Monday Funday: Ghost Meringues–A Delicious And Sweet, Gluten and Dairy-Free Halloween Treat!

meringue ghostThese meringue ghosts were so much fun to make! I started out trying to keep the pastry bag (and my hands) clean and wiped, but that idea soon went out the window and I settled for keeping meringue out of my hair and off of the cabinets. So many opportunities for sensory play with this cooking activity!  

If you don’t want the mess and full cooking activity of making meringue, you could make similar looking ghosts with chocolate chips and marshmallows. Or you could pipe melted chocolate onto marshmallows to make faces and have fun playing with the melted chocolate…

Or poke holes in a marshmallow and take it apart to explore it. You could use a fork or a straw to poke holes, if your child isn’t comfortable touching a marshmallow yet.

Maybe sing a pumpkin song or a Halloween song while you play. However you choose to play today, the most important things to remember are to keep it positive and keep it fun!

Happy Halloween and happy food play!


6 thoughts on “Monday Funday: Ghost Meringues–A Delicious And Sweet, Gluten and Dairy-Free Halloween Treat!

  1. I see a theme starting here. I have ghost meringues coming up in tomorrow’s post! Mine also has some tips on teaching kids how to separate eggs (but for the slightly older ones, I would say 🙂 ). How old are your kids?


    1. Fun! Meringue ghosts really do offer holiday fun and sensory exploration at every step.

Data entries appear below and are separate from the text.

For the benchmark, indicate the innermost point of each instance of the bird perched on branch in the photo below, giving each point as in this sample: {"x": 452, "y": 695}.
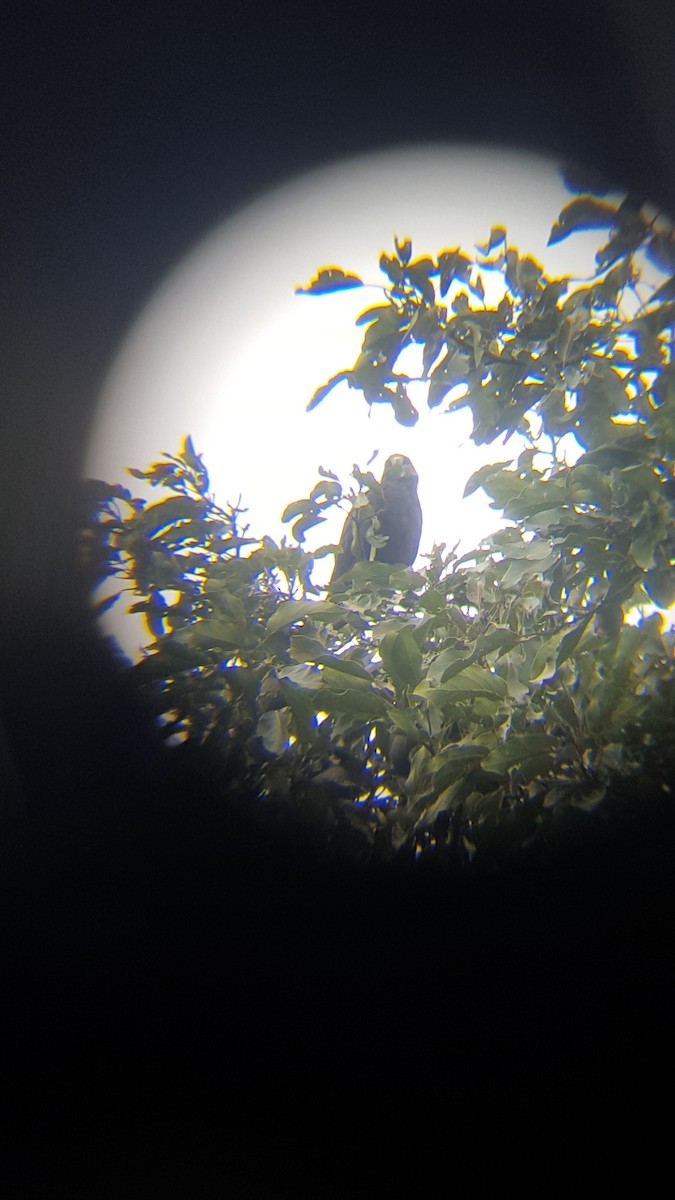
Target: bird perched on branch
{"x": 387, "y": 523}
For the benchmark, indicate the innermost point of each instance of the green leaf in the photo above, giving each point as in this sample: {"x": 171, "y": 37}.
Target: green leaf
{"x": 571, "y": 640}
{"x": 273, "y": 731}
{"x": 581, "y": 214}
{"x": 643, "y": 549}
{"x": 472, "y": 681}
{"x": 518, "y": 750}
{"x": 329, "y": 279}
{"x": 352, "y": 701}
{"x": 659, "y": 586}
{"x": 401, "y": 658}
{"x": 291, "y": 611}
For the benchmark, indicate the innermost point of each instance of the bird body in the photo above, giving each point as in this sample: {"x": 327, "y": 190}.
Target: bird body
{"x": 387, "y": 525}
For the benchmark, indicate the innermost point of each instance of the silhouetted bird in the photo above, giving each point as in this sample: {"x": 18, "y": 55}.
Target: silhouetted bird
{"x": 392, "y": 511}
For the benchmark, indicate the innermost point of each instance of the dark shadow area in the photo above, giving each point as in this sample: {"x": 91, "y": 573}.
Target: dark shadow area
{"x": 190, "y": 993}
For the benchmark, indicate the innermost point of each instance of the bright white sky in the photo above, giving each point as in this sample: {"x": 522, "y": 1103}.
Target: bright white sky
{"x": 227, "y": 352}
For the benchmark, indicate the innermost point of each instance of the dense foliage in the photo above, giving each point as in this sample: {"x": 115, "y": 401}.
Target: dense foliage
{"x": 434, "y": 712}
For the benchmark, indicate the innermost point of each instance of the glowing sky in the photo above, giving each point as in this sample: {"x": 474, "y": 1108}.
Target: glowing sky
{"x": 227, "y": 352}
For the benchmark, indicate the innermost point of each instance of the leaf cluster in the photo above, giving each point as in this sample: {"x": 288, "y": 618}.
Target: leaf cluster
{"x": 475, "y": 702}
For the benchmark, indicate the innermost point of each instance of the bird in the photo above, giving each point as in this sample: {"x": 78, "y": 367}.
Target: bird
{"x": 392, "y": 511}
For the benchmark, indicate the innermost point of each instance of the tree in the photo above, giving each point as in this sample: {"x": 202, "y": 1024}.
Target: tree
{"x": 479, "y": 701}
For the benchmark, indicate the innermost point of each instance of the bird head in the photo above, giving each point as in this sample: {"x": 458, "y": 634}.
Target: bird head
{"x": 399, "y": 466}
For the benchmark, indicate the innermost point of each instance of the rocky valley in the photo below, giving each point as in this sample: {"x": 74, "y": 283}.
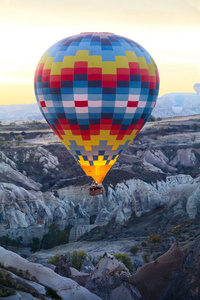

I’ve worked on feeding and swallowing with kids and adults, but now focus on pediatrics, which generally includes children birth to 21. My background with kids is in early intervention (birth to 3 years-old) and before I became a speech therapist I was a teacher in a special needs classroom for 9-10 year-olds who would have benefitted from a lot of the activities I do with families with young kids. I try to make the activities on this site accessible to all kids in some way so there’s a way everyone can participate. There are so many ways a lot of older kids can help out in the kitchen, though. I love the idea of getting kids involved in separating eggs! Somehow we don’t care as much when we’re touching something slimy if we’re trying to accomplish a hard task!! 😉

      Liked by 1 person

      1. I’m glad I found you on line :). My grandson has sensory issues and I send many kudos to my daughter and her husband for persevering and making such a big difference in all their lives. Unless you experience it, you just can’t fathom it!

        Liked by 1 person

      2. I’m glad Learn To Love Food has been a positive resource for you! The senses are the way we experience everything in the world so “sensory issues” truly affect every aspect of our lives and experience is exactly how we can begin to understand! :)Without knowing the specifics of your daughter’s family’s situation, it sounds like there are challenges and they are doing a great job of working with them. Kudos to all you do for each other!